Старый моряк, хозяин лодки, сделал какой-то сложный, наполовину скрытый грубым кителем жест, которого я не разгадал, и сплюнул по ветру.
– А нашего спасителя, – продолжил Одило, просияв, – зовут…
– Неважно, – буркнул моряк. – Ступай-ка туда и выбери грот. И кливер надо распутать. Если будем топтаться тут и трепать языками, перевернемся.
Прошло более десяти лет с тех пор, как я ходил на «Самру», но я выучился управляться с косым парусным вооружением и еще не забыл, как это делается. Я выбрал грот-гафель, прежде чем Одило и Пега постигли всю премудрость его оснастки, и без особой помощи с их стороны распутал кливер и вытравил шкот.
Остаток дня мы провели в страхе перед штормом, неслись на шквальных ветрах, летящих перед ним, постоянно ускользая от погони, но всякий раз сомневаясь в своем спасении. К ночи опасность несколько уменьшилась, и мы легли в дрейф. Моряк раздал нам по чашке воды, кусочку черствого хлеба и ломтю копченого мяса. Я знал, что голоден, но такого зверского аппетита не ожидал ни от себя, ни от других.
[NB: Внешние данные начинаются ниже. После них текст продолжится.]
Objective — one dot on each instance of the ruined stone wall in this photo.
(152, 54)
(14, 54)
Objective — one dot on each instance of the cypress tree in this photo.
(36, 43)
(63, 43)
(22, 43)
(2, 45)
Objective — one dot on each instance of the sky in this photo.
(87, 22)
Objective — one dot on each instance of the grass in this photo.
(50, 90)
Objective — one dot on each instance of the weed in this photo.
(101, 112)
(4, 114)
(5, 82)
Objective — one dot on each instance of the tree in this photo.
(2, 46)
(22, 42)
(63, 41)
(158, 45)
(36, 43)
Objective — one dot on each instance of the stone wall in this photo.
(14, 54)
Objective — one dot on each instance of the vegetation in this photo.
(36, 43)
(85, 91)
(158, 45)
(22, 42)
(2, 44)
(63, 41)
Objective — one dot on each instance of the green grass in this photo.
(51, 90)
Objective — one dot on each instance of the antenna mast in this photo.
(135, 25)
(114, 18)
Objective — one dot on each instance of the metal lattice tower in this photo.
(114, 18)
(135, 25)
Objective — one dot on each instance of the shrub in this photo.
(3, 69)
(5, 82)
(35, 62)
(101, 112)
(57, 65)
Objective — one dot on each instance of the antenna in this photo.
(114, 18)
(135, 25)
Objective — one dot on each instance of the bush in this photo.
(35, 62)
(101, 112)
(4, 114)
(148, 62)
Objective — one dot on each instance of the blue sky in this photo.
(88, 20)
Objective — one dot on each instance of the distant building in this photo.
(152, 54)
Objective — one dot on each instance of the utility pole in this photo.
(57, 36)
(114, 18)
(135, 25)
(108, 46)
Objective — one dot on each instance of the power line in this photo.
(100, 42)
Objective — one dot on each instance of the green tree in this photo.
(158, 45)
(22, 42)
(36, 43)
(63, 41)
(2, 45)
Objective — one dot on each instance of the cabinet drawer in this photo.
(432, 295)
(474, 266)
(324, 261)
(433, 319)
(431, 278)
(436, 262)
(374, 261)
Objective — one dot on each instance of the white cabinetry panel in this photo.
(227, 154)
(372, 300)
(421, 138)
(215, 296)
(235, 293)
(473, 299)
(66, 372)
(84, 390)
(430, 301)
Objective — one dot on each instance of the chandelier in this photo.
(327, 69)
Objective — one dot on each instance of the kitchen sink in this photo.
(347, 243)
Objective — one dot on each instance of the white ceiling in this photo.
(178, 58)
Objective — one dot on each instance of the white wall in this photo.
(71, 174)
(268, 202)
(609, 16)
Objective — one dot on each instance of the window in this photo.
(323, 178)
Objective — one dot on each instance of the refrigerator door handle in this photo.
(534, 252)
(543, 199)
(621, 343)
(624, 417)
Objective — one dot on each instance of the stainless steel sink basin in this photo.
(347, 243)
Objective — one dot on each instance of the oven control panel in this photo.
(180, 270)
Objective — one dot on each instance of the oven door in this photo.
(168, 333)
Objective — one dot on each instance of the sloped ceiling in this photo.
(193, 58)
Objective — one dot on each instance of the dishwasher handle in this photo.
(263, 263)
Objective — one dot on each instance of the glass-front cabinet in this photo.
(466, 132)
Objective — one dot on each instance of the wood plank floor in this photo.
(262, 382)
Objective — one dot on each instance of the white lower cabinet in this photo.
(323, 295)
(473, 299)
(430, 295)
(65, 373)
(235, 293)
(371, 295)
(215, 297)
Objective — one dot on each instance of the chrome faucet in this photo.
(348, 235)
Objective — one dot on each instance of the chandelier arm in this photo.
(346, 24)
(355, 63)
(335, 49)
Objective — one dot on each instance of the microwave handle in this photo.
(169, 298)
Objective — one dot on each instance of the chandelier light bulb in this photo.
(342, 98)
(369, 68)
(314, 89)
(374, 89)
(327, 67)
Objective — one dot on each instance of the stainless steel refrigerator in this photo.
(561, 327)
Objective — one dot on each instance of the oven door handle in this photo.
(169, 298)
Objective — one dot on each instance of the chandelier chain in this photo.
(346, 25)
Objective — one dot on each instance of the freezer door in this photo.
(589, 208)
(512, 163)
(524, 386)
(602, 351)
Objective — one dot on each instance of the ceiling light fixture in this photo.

– Ищите что-нибудь съестное да смотрите не проморгайте, – мрачно наставлял моряк Одило и женщин. – Иногда после крушения можно выловить ящики с сухарями или бочонок-другой с водой. Это, по-моему, самое большое крушение из тех, что я повидал на своем веку. – Моряк помолчал, оглядывая свое суденышко и море, все еще освещенное сиянием раскаленного добела Нового Солнца Урса. – Здесь есть острова – или были, – но мы могли проскочить мимо, а чтобы добраться до Ксанфийских Земель, у нас не хватит ни еды, ни воды.
– Я замечал, – сказал Одило, – что в течение нашей жизни события порой достигают некоего надира, вслед за которым положение может лишь улучшаться. Разрушение Обители Абсолюта, гибель нашей дражайшей Автархини – если только, по милости Предвечного, она не спаслась где-нибудь…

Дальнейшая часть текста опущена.